The structural failure on 42nd St. in Midtown Manhattan this past week made headlines all over the world. The building in question was originally an office building belonging to Pfizer and is now in the process of being converted into a residential apartment building. It is the largest office to residential conversion project in US history and will result in nearly 1600 apartments.
The structural design of a building is based on several factors. The first is, of course, the weight of all of the levels of the building that are being supported above the current level. The second is the lateral forces that result from the wind, pushing the building sideways.

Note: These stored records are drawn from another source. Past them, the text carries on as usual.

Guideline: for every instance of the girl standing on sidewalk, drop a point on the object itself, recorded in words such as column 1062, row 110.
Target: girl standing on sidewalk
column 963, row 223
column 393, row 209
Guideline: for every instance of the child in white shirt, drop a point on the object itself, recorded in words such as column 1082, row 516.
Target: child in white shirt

These are usually handled with sheer walls or diagonal bracing members that prevent the building from deflecting sideways.
This is where most structural engineers get it wrong. The assumption is that if the wind is blowing from one side of the building, you have a zone of high-pressure on that side in a zone of low pressure on the opposite side. intuitively this makes sense. Wind tends to flow in a straight line. But in a dense urban environment with lots of surrounding buildings, the wind can and often does go in circles as it makes its way around the neighbouring buildings. In fact, there are many examples of structural failures in New York City, where the wind can often cause a building to twist like a corkscrew rather than just trying to bend to the wind. When that happens, the structural columns in the corners are the ones that experience the most stress. They’re almost always the ones that fail first.
I’m going to bet that wind was a contributing factor. Now if you look at the weather on the day of the failure, the wind was light ranging from 5-7 mph out of the north west. Hardly the conditions that would damage a building.
The heat an humidity on July 3 triggered powerful afternoon and evening thunderstorms across the city, bringing damaging wind gusts that caused localized power outages for over 17,000 New Yorkers before conditions calmed back down. I suspect that the damage happened on July 3 and was not noticed until Tuesday when the columns progressively moved and buckled.